Gateway with WARPモードでは、WARPがデバイス上のすべてのDNSトラフィックをキャプチャしてルーティングできるようにする必要があります。Local Domain Fallbackを使用して、サードパーティVPNまたはファイアウォールの背後にあるサーバーにDNSリクエストを送信できますが、リクエストは最初にWARPのローカルDNSプロキシを通過する必要があります。この要件についての詳細は、WARP architectureを参照してください。
VPNでDNSを無効にできない場合は、Secure Web Gateway without DNS filteringモードに切り替えてWARPでDNSを無効にします。
サードパーティVPNソフトウェアでこれらの手順を実行します。これらの設定を構成する方法については、VPNのドキュメントを参照してください。
-
サードパーティVPNでスプリットトンネリングを有効にします。
-
サードパーティVPNでDNS設定を無効にします。
Perform these steps in Zero Trust ↗.
-
Set your Split Tunnels mode to Exclude IPs and domains.
-
Add the following entries to your Split Tunnel Exclude list:
- Private IP address range exposed by your third-party VPN client. For example,
Selector Value IP Address 172.16.0.0/12 - Server that your third-party VPN client connects to. For example,
Selector Value Domain *.cvpn-endpoint-xxxxx.prod.clientvpn.us-west-2.amazonaws.com
- Private IP address range exposed by your third-party VPN client. For example,
- (オプション) Local Domain Fallbackで、VPNのプライベートDNSサーバーを使用して解決したいドメインを追加します。例えば、
ドメイン DNSサーバー internal.wiki.intranet172.31.26.130,172.31.23.120
これで、WARPがVPNと共存しているかどうかをテストできます。
Secure Web Gateway without DNS filteringモードでは、WARPはデバイス上でDNS機能を実行しません。したがって、必要なのはIPトラフィックをスプリットトンネルすることだけです。
サードパーティVPNソフトウェアでスプリットトンネリングを有効にします。

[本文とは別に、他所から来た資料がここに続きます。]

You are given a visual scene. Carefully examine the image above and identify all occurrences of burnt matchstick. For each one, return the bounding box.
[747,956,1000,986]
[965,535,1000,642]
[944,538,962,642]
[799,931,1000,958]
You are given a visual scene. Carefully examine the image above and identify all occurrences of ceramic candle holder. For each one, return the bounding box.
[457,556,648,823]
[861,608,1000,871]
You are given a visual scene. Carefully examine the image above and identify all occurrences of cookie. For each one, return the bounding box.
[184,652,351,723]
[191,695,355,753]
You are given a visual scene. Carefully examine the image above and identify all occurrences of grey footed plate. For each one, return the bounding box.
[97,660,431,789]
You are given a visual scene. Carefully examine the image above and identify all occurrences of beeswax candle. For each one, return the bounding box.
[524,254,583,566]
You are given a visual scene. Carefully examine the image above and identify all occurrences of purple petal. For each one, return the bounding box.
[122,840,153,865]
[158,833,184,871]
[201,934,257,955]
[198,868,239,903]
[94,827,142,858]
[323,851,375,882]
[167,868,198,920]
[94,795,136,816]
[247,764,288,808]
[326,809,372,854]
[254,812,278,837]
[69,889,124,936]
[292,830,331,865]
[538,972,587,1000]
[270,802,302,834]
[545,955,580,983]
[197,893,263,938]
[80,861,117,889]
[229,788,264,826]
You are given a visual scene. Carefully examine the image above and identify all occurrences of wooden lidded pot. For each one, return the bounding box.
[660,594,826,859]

これらの設定を構成する方法については、VPNのドキュメントを参照してください。
Perform these steps in Zero Trust ↗.
-
Set your Split Tunnels mode to Exclude IPs and domains.
-
Add the following entries to your Split Tunnel Exclude list:
- Private IP address range exposed by your third-party VPN client. For example,
Selector Value IP Address 172.16.0.0/12 - Server that your third-party VPN client connects to. For example,
Selector Value Domain *.cvpn-endpoint-xxxxx.prod.clientvpn.us-west-2.amazonaws.com
- Private IP address range exposed by your third-party VPN client. For example,
- デバイスプロファイルで、サービスモードがDNSフィルタリングなしのセキュアウェブゲートウェイに設定されていることを確認します。
サードパーティVPNを有効にする前に、WARPクライアントを有効にすることをお勧めします。一部のサードパーティVPNは、ネットワークの設定を編集する最後のものでなければならず、そうでないと失敗します。
- WARPクライアントを接続します。
- サードパーティVPNクライアントを接続します。
- スプリットトンネル設定をテストするために、VPNの背後にあるプライベートIPアドレスに接続します。例えば、ターミナルを開いて
ping <SERVER-IP>を実行できます。 - DNS設定をテストするために、VPNの背後にある内部ドメインに接続します。例えば、ブラウザを開いて
internal.wiki.intranetにアクセスできます。